What made the Huygens landing interesting, besides being the first landing on an outer solar system body, is the parachute system chosen for landing. Huygens was to gather data of Titan's atmosphere, this meant that the requirements on the parachute system were not just a safe landing, it had to fly slowly through the atmosphere. This lead to an Entry Descent and Landing phase that lasted for about 2.5 hours.

Entry, Descent and Landing

Entry occurred at 11:13 CET at an altitude of 1270 km above the atmosphere of Titan. The frontal heat shield slowed the capsule to 400 m/s, where the pilot chute was activated. This parachute removed the back thermal protection system allowing for the deployment of the 8.3 m main parachute. Forty-two seconds after the pilot chute actuated, the frontal thermal protection system was released. This allowed the instruments to be exposed to the atmosphere. This occurs at about 160 km altitude. At about 125 km the main parachute was cut away, and a smaller drogue parachute was deployed. This increased the velocity of the vehicle from about 40 m/s to 100 m/s just before drogue parachute deployment. This was done as Huygens did not have sufficient battery power for the slow descent. The fear was that if the main parachute were not cut away, there would not be enough power for surface measurements. However, as the atmosphere of Titan is about 1.25 the earth atmosphere, and the mass of the capsule was only 318 kg, it still landed with about 5 m/s. Huygens did not have a dedicated landing system but was designed to land on many types of surfaces, including liquid and solid surfaces. 
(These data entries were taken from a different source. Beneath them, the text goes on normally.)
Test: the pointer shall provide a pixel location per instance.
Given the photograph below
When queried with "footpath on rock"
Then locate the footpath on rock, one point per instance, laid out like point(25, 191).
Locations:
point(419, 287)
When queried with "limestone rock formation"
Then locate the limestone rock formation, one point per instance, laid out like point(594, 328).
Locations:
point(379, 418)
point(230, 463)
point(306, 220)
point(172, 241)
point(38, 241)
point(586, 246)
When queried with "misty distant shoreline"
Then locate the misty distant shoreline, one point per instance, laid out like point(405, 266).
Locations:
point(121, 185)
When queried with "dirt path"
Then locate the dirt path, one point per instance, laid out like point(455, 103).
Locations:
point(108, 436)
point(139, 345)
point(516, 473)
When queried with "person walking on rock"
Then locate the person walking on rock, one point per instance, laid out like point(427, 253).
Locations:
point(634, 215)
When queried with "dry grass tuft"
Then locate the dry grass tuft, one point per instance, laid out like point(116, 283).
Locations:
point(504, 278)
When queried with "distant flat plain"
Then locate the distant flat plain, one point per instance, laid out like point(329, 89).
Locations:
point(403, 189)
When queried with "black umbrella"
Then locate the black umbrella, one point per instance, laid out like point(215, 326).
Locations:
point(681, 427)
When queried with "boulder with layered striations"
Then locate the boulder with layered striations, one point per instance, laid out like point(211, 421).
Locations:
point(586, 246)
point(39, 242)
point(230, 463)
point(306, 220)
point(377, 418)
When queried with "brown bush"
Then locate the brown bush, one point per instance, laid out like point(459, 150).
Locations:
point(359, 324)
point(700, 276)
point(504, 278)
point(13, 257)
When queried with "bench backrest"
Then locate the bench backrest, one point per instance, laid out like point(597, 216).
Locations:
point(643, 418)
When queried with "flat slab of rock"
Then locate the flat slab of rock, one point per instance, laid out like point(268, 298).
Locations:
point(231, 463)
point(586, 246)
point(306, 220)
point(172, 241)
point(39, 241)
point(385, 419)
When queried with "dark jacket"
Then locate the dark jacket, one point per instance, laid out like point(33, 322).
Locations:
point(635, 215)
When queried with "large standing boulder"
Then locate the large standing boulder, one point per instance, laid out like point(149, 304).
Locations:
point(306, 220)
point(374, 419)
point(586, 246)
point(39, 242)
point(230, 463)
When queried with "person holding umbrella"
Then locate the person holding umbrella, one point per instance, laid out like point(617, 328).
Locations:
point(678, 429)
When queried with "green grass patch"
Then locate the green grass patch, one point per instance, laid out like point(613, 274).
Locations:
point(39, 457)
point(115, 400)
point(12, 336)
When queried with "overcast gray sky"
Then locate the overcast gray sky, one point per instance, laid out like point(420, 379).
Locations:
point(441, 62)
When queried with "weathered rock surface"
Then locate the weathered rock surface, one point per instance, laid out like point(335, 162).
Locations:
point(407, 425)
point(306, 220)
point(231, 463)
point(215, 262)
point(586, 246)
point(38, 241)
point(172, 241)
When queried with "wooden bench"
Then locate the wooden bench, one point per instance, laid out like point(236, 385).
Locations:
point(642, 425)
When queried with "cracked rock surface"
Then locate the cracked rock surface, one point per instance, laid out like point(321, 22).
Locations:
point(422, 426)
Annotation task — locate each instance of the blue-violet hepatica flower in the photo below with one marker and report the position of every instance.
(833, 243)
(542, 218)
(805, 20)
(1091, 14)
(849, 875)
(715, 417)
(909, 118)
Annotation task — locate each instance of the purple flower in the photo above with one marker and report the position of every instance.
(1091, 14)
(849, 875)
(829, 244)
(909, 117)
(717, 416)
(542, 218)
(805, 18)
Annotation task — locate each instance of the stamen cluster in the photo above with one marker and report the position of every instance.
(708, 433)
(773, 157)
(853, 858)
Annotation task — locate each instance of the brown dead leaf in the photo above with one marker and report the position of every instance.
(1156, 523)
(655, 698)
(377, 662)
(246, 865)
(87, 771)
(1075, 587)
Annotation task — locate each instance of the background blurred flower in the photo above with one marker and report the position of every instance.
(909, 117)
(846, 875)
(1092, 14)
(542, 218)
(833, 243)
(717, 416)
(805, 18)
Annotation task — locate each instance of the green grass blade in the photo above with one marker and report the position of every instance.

In order to study Titan more intensively, a new mission is proposed. This mission, called Dragonfly is a rotorcraft that will study multiple locations on Titan. The mission is planned to launch in 2027 and land on Titan in 2036. The rotorcraft will descent through the Titan atmosphere using a 3.75m diameter aeroshell to protect the rotorcraft from the heat and re-entry loads. The thermal protection system is similar to the one used on the perseverance rover and is made out of PICA.

Two parachutes are then used to make sure Dragonfly has a soft landing. First, at 134km above the surface, at Mach 1.5 a 4.5m diameter Disk-Gap Band (DGB) supersonic parachute is deployed. Because of the atmosphere, the drogue parachute phase lasts up to 80min. At 4km the drogue parachute pulls out a 13.4m DGB which is used for approximately 20min until at 1.2km the lander is released. After which the rotorcraft descends on its own for the remainder until touchdown [2].